Altretamine is structurally similar to the alkylating agent triethylenemelamine (tretamine). Although Altretamine structurally resembles an alkylating agent, it has not been found to have alkylating activity in vitro. The precise mechanism of Altretamine cytotoxicity is unknown, although several proposals have been made. Altretamine requires N-demethylation in the liver to produce reactive intermediates (formaldehyde and/or iminium species) which covalently bind to DNA, resulting in DNA damage, or act as alkylating agents. Altretamine is used as a palliative treatment for persistent or recurrent ovarian cancer following treatment failure with a cisplatin- or alkylating agent-based combination. Side effects of Altretamine include nausea and vomiting, neurotoxicity (mood disorders, disorders of consciousness, ataxia, dizziness, vertigo), mild to moderate dose-related myelosuppression. Altretamine has been shown to be embryotoxic and teratogenic in rats and rabbits and may cause fetal damage when administered to a pregnant woman. Under the trade name Hexalen, Altretamine, is an antineoplastic agent. It is indicated for use as a single agent in the palliative treatment of patients with persistent or recurrent ovarian cancer following first-line therapy with a cisplatin and/or alkylating agent-based combination.

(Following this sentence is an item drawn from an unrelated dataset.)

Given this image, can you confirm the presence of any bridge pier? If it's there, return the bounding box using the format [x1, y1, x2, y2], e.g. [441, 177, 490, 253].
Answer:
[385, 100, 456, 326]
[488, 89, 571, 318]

Bepridil is a calcium channel blocker that has well characterized anti-anginal properties and known but poorly characterized type 1 anti-arrhythmic and anti-hypertensive properties. It has inhibitory effects on both the slow calcium and fast sodium inward currents in myocardial and vascular smooth muscle, interferes with calcium binding to calmodulin, and blocks both voltage and receptor operated calcium channels. It is used to treat hypertension (high blood pressure), angina (chest pain), sustained atrial fibrillation and tachyarrhythmia. The most common side effects were upper gastrointestinal complaints (nausea, dyspepsia or GI distress), diarrhea, dizziness, asthenia and nervousness. Certain drugs could increase the likelihood of potentially serious adverse effects with bepridil hydrochloride. In general, these are drugs that have one or more pharmacologic activities similar to bepridil hydrochloride, including anti-arrhythmic agents such as quinidine and procainamide, cardiac glycosides and tricyclic anti-depressants. Anti-arrhythmics and tricyclic anti-depressants could exaggerate the prolongation of the QT interval observed with bepridil hydrochloride. Cardiac glycosides could exaggerate the depression of AV nodal conduction observed with bepridil hydrochloride.